Si la lucha política también puede ser definida como la guerra por otros medios, la coyuntura mexicana —muy determinada por la elección presidencial de 2024— se puede describir como una donde se libran intensas batallas simultáneas.
Hoy, la contienda primordial es entre dos coaliciones: una de derecha clara y otra de izquierda difusa. La disputa se centra en el estatus legal de las fuerzas armadas (FF AA). En estos días se discute acaloradamente el papel de los militares como clave para restaurar la seguridad pública en una sociedad asediada por el crimen organizado.
Históricamente, en nuestra región las derechas han sido quienes han apoyado con más entusiasmo echar mano de las FF AA para enfrentar a los “elementos antisociales” cuando se trata de movimientos de izquierda. Sin embargo, hoy y aquí es justamente la coalición de derechas la que está dando la gran batalla por limitar el papel de las FF AA —el “militarismo”— como recurso de última instancia de un gobierno de izquierda que busca revertir la pérdida de terreno frente a verdaderos y brutales “elementos antisociales”: los ejércitos del crimen organizado. Esta aparente paradoja se explica no porque la derecha sea “narca” o se haya tornado “antimilitarista” sino porque la actual relación gobierno-FF AA representa un gran apoyo a un proyecto presidencial orientado hacia la izquierda pero que no dispone de un “servicio civil” efectivo y que encontró en las FF AA un cuerpo de servidores públicos disciplinados, preparados y confiables.
Y no es que la derecha no haya usado en el pasado y a fondo a los militares en tareas de seguridad e incluso en acciones ilegales y de represión extrema sino que, en “tiempos de guerra política”, cualquier tema, sea el control de la migración, la agenda energética o la reacción frente a la pandemia tiene el potencial de convertirse en arena de choque en lo que se llama “la disputa por la nación.” Específicamente lo que está en juego hoy es la consolidación o la derrota de la “Cuarta Transformación”.
A medida que se aproxima el final del sexenio se activan otros teatros de conflicto: uno es el choque dentro de cada coalición. La derecha ha hecho suyo a un partido de izquierda —el PRD— aunque dada su marginalidad esa incongruencia es casi irrelevante. Lo relevante es que el PAN —el partido más sólido en su ideología conservadora— no puede estar seguro de que el PRI —un partido sin ideología definida pero oportunista— pueda ser un socio confiable. Por su parte, la coalición gubernamental también tiene elementos igualmente ajenos a los valores de la izquierda y oportunistas como el Partido Verde.

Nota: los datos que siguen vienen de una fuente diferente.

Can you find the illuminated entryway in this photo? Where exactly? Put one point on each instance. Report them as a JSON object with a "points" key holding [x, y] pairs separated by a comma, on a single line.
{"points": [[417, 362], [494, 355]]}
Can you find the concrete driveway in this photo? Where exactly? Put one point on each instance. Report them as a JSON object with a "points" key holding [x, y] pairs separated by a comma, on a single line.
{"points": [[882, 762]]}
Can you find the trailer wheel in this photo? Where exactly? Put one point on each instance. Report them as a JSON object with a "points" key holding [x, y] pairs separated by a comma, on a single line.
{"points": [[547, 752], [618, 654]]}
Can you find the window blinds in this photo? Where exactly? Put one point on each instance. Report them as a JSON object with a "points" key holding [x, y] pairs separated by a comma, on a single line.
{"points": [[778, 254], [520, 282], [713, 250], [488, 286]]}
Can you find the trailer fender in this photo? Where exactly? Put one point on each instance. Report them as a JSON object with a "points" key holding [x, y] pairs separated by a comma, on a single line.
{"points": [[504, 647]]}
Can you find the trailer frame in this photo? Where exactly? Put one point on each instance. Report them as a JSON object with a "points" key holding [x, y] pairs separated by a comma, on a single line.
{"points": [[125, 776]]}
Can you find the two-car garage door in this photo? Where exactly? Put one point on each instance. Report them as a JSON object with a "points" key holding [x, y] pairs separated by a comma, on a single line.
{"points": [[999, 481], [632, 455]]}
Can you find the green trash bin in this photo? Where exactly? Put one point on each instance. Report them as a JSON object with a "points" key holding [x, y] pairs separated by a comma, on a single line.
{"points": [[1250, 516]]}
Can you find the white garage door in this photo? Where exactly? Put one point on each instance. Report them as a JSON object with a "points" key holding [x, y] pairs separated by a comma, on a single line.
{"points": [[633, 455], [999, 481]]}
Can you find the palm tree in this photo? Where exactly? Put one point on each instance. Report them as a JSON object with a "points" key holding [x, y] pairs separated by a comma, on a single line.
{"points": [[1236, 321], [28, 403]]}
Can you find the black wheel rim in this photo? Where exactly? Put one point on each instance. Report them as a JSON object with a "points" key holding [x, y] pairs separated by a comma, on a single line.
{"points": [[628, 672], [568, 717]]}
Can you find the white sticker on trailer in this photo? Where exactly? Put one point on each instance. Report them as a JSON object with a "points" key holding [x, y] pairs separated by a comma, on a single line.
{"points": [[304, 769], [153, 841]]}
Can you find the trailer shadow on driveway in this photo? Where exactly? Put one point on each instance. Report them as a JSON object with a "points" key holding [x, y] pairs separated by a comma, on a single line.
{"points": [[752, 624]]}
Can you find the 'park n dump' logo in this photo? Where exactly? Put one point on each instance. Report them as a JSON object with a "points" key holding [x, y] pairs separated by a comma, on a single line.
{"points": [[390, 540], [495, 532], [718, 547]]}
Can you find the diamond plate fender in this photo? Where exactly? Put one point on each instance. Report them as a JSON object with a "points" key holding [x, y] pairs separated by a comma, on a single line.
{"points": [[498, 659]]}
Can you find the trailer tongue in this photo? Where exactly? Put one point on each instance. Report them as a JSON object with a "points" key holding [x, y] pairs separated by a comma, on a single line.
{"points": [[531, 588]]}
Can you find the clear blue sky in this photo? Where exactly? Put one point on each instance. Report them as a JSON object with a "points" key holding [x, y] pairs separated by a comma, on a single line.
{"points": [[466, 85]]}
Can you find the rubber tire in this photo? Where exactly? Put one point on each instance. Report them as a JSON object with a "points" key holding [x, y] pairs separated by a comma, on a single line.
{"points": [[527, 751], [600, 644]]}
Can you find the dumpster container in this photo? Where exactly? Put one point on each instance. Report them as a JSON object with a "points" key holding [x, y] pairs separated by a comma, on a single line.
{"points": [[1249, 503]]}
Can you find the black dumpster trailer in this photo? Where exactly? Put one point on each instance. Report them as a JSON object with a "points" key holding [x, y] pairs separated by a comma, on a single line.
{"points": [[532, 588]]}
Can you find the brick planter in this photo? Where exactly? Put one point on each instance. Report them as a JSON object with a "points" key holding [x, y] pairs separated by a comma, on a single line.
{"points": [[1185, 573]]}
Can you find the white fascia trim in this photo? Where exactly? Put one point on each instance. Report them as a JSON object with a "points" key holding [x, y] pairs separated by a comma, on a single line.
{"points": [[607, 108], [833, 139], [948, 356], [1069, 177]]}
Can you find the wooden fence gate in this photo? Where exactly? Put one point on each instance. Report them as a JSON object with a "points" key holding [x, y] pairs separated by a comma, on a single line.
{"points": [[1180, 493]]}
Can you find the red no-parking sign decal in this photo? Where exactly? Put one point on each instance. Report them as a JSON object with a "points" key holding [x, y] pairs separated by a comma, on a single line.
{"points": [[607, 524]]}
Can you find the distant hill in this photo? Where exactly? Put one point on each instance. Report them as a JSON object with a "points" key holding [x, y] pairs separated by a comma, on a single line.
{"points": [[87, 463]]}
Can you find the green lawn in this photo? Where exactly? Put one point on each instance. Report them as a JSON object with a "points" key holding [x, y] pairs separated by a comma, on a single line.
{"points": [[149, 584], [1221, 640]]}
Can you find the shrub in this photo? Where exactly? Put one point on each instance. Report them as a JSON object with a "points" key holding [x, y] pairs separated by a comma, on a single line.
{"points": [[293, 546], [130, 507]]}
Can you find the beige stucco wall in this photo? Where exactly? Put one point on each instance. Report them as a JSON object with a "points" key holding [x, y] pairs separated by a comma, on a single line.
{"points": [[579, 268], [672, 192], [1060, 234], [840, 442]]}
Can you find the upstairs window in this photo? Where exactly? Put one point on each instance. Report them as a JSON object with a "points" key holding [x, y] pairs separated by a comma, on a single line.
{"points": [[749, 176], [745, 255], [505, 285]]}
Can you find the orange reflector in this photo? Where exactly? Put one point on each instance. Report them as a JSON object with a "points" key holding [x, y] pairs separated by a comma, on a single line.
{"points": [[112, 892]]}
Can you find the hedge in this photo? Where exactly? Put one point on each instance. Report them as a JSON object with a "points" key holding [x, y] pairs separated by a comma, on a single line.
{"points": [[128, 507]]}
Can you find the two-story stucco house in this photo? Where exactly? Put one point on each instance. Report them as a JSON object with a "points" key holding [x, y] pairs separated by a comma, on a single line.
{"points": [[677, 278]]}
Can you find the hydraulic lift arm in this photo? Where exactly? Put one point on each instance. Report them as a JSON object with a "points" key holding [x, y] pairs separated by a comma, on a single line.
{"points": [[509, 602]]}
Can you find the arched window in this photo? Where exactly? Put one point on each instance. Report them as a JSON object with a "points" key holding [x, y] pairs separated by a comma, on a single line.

Dentro de cada agrupación también empiezan a aflorar disputas de fondo, dos son especialmente notorias. En el PRI su dirigente, Alejandro Moreno (Alito), ha sido objeto de una campaña externa de descrédito muy efectiva. Internamente esa campaña ha dado fuerza a un grupo de expresidentes de ese partido y al senador Miguel Ángel Osorio Chong para pedir la cabeza de Alito por “el bien del PRI”, pero el campechano se mantiene con el apoyo de los líderes priistas estatales.
Por su parte Morena experimenta las tensiones propias no sólo de la sustitución en 2024 de su insustituible líder carismático —Andrés Manuel López Obrador— sino por choque de los gobernadores morenistas con activistas que rechazan que desde los palacios de gobierno estatales se quiera controlar a Morena y que su Consejo Nacional, presidido por un gobernador, intervenga en la designación de candidatos.
Durante la larga pax priista la política fue asunto de los pocos y la ciudadanía apenas si tomaba nota de lo decidido en la cúpula. Hoy todos los temas se debaten en público, en un debate intenso y los acuerdos son escasos. ¿Sabremos convivir constructivamente en este nuevo entorno? Ojalá.